6.4.6 Ces précisions faites, il convient de souligner que le TCE opère une nette distinction entre l'entrée en vigueur dudit traité et son application provisoire, laquelle est régie par l'art. 45 TCE. Avant de
BGE 149 III 131 S. 139
pousser plus avant l'examen de cette disposition, il sied d'en rappeler la teneur des deux premiers paragraphes, afin de faciliter la compréhension des explications qui vont suivre:
1. Les signataires conviennent d'appliquer le présent traité à titre provisoire, en attendant son entrée en vigueur pour ces signataires conformément à l'art. 44, dans la mesure où cette application provisoire n'est pas incompatible avec leur Constitution ou leurs lois et règlements.
2.
a) Nonobstant le par. 1, tout signataire peut, lors de la signature, déposer auprès du dépositaire une déclaration selon laquelle il n'est pas en mesure d'accepter l'application provisoire.
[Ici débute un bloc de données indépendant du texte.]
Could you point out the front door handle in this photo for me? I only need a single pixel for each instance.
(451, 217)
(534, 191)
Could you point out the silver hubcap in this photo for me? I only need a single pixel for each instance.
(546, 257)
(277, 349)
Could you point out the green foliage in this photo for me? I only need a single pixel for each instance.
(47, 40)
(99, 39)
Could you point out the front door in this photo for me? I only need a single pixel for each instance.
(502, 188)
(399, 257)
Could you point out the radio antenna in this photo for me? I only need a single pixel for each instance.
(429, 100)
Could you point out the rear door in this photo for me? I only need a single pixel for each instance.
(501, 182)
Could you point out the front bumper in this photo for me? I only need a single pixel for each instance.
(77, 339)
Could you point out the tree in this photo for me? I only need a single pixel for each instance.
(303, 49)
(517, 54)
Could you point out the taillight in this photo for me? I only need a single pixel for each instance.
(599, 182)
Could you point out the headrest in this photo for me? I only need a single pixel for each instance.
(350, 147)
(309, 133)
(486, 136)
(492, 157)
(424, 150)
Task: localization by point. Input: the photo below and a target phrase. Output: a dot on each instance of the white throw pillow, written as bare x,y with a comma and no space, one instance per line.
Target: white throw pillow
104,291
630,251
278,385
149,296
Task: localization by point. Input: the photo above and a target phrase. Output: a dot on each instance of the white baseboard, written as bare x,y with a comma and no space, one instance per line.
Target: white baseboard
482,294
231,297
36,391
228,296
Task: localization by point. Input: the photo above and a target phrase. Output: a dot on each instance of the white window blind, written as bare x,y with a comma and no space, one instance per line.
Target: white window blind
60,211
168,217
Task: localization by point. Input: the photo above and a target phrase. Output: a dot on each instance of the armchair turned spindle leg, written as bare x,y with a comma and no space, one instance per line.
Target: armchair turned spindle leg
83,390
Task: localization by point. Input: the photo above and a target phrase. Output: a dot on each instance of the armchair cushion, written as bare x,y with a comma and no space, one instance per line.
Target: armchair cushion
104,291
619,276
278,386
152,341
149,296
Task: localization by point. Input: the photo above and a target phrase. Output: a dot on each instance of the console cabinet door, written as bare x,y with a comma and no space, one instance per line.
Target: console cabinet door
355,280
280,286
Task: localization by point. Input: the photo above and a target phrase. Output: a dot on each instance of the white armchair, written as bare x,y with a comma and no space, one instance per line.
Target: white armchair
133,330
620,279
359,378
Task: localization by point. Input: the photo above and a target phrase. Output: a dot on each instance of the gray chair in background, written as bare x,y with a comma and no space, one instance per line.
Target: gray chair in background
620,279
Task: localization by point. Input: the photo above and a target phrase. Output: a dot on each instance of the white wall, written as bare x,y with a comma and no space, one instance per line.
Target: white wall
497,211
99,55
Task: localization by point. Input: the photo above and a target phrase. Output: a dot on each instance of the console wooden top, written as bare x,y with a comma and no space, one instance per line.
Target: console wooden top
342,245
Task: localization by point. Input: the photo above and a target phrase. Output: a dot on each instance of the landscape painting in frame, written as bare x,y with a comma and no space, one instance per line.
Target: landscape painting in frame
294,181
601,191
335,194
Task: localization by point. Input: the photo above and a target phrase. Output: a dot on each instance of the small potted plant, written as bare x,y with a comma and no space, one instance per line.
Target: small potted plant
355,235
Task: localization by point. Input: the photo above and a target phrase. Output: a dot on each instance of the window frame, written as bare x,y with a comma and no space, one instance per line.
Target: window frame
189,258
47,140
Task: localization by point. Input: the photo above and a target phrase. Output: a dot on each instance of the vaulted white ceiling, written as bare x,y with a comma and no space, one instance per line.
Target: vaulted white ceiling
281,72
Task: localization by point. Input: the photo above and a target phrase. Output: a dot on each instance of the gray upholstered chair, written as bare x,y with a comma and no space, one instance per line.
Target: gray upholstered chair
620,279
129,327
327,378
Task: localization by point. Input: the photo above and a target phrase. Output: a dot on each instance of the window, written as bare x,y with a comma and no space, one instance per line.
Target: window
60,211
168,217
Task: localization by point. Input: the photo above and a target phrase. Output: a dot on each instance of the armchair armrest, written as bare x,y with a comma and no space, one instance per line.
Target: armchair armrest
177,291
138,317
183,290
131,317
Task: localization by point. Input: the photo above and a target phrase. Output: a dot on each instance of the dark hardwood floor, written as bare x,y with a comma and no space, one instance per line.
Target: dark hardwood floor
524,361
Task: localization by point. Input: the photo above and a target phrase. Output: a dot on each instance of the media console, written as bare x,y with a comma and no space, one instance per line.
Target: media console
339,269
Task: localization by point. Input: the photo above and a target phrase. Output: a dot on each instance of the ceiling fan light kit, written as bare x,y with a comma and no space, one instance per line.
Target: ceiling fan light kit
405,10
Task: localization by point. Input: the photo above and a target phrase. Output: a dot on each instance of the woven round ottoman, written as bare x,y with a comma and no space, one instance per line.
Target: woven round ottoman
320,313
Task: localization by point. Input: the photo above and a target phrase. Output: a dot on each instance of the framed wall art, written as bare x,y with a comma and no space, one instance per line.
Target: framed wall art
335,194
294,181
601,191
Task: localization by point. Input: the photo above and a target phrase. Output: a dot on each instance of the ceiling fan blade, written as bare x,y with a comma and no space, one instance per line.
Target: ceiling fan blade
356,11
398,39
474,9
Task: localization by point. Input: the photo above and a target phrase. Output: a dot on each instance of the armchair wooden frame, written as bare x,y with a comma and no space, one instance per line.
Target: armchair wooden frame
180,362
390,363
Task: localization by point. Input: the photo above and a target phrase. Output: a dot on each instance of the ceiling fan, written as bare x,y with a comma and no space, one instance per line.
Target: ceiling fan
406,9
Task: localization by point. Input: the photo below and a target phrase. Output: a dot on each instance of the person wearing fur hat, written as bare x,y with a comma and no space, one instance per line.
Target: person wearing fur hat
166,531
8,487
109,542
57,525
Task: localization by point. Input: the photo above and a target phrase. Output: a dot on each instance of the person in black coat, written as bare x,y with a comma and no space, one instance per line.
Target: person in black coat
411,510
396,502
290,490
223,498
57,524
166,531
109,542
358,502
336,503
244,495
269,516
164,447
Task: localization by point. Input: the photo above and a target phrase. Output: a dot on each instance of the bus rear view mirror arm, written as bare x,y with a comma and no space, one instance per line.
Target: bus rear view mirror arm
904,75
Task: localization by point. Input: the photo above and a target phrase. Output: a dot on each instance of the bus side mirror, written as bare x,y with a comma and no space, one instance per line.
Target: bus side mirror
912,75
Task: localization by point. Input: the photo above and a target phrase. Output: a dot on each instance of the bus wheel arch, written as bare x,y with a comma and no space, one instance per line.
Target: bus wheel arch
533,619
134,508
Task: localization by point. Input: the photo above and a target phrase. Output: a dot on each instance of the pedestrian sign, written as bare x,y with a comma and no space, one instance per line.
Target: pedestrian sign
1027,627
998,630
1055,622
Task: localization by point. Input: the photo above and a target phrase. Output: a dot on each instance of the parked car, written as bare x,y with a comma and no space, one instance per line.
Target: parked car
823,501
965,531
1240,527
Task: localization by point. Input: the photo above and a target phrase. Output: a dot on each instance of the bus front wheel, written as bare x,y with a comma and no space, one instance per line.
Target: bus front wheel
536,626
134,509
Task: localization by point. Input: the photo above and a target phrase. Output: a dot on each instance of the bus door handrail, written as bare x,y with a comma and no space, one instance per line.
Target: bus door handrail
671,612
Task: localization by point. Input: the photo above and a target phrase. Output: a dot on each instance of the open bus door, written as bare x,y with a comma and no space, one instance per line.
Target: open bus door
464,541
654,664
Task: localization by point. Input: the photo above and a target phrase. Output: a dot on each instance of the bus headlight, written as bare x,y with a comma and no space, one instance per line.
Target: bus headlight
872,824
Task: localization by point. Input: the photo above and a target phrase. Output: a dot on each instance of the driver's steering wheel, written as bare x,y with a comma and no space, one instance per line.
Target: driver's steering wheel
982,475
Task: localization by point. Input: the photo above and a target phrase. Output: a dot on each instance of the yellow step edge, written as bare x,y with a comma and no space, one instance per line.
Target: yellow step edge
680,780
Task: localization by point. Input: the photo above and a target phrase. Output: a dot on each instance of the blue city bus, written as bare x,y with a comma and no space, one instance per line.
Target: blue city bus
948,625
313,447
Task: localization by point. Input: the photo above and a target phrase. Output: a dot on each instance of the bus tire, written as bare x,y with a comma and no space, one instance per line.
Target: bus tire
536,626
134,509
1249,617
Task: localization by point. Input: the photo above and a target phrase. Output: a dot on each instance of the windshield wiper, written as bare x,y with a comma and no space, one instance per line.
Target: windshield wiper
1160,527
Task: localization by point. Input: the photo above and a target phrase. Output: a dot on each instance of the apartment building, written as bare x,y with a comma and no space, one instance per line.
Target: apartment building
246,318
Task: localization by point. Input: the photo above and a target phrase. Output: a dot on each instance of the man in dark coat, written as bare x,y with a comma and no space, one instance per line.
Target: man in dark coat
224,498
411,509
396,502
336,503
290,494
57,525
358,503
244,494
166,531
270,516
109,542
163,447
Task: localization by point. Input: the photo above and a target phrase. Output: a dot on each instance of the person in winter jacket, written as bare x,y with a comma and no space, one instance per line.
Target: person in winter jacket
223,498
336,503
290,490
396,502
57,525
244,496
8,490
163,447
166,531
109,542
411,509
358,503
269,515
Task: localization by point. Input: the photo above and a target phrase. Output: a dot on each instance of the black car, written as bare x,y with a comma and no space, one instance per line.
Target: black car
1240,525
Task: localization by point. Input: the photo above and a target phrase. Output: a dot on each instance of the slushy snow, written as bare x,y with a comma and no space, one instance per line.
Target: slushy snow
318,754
L'obligation énoncée au par. 1 ne s'applique pas au signataire qui a procédé à cette déclaration. Tout signataire de ce type peut à tout moment retirer cette déclaration par notification écrite au dépositaire.
b) Ni un signataire qui procède à une déclaration telle que visée au point a) ni des investisseurs de ce signataire ne peuvent se prévaloir du bénéfice de l'application provisoire au titre du par. 1.
c) Nonobstant le point a), tout signataire qui procède à une déclaration telle que visée à ce point applique à titre provisoire la partie VII, en attendant l'entrée en vigueur du présent traité pour ledit signataire conformément à l'art. 44, dans la mesure où cette application provisoire n'est pas incompatible avec ses lois et règlements.
Il ressort de la formulation de l'art. 45 par. 1 et 2 TCE que l'Etat signataire s'engage à appliquer provisoirement les dispositions du TCE, dès la signature de celui-ci, dans les limites de la clause d'incompatibilité. Il s'agit d'un engagement contraignant, comme l'illustrent les termes utilisés à l'art. 45 par. 2 point a) TCE ("L'obligation énoncée au par. 1"). En d'autres termes, un signataire est en principe tenu, conformément à l'art. 45 TCE, d'appliquer immédiatement les dispositions du TCE, comme si celui-ci était déjà entré en force. Si le signataire s'abstient de formuler une déclaration visée par l'art. 45 par. 2 TCE, la seule limite à l'application provisoire des dispositions du traité réside dans la clause d'incompatibilité.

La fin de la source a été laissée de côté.